Building an Evolving Python Quine with ChatGPT

January 13, 2024

Written by Thomas (a human)

Github Repo: https://github.com/fullthom/chat-gpt-quine
Hacker News Discussion: https://news.ycombinator.com/item?id=35013459

Introduction

A quine is a computer program that produces a copy of its own source code as its only output. In this way, a quine produces itself and can run itself again.

In March 2023, I created the world’s first language model-powered quine using ChatGPT’s APIs. Essentially, this was a python script that called the ChatGPT with a prompt to recreate itself. After recreating itself, it runs eval on the response from the language model.

Unlike traditional quines, my quine naturally mutates due to the inherent randomness in language model outputs. As a result, we observe some evolutionary behaviors as the quine runs.

Project Origins

The conceptual roots of this project took hold in the summer of 2022. At that time, I had gained beta-access to OpenAI’s API.

Screenshot of a tweet asking if it's possible to run eval on the response from ChatGPT.

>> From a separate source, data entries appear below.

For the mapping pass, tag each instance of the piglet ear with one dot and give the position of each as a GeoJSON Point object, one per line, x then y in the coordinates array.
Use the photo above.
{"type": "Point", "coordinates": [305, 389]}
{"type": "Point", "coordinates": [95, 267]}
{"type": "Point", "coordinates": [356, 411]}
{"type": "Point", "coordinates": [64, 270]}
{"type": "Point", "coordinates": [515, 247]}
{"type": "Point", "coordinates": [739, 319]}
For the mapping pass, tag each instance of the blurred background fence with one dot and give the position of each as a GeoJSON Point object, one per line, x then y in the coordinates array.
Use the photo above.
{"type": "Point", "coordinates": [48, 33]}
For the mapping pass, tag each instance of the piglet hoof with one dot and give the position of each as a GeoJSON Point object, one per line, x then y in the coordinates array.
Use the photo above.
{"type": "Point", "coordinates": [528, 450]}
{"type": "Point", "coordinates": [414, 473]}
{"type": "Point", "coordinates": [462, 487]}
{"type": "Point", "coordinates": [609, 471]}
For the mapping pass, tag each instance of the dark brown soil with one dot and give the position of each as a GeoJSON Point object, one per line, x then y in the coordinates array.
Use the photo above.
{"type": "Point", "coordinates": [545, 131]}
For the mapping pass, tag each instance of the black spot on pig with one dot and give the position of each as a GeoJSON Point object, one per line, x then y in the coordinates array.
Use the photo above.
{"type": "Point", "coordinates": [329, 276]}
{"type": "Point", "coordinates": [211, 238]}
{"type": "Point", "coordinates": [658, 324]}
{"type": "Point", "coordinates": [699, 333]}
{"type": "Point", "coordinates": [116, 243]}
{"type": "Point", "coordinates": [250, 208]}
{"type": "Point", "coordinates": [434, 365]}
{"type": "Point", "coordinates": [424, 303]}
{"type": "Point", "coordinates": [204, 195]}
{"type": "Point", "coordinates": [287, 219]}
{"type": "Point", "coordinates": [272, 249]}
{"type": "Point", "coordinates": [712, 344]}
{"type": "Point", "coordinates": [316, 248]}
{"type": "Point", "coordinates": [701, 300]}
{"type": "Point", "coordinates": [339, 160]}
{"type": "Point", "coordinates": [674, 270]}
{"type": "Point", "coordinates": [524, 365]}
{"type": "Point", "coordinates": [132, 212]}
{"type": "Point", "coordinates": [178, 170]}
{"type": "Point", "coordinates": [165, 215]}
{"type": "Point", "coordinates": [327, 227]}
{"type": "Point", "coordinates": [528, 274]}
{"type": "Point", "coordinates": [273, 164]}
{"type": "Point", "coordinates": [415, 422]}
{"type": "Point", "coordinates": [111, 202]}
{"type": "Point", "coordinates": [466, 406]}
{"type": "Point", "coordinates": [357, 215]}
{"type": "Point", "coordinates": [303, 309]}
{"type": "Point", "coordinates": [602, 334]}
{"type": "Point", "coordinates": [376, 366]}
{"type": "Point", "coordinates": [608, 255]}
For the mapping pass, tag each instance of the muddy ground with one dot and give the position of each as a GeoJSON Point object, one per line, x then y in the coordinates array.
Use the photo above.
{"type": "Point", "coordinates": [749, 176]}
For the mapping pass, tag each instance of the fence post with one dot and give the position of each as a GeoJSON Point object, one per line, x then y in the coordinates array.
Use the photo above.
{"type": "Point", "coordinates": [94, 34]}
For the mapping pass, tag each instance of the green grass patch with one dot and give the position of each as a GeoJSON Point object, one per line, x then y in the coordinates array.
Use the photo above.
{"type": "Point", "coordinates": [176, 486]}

After some tests trying to execute the code the API generated directly, I conceived of the idea that I could construct a script that recreates itself. My goal was to enable a program to call the ChatGPT completion API repeatedly, adding more and more functionality into the program itself.

After a weekend or two of iterating, I had a prototype that did exactly this. I added some tweaks to leverage the filesystem to track how the script can evolve over time. I then ran the script for a few minutes, checked in the result, and shared it on Hacker News, which was followed by a lively discussion on the forum.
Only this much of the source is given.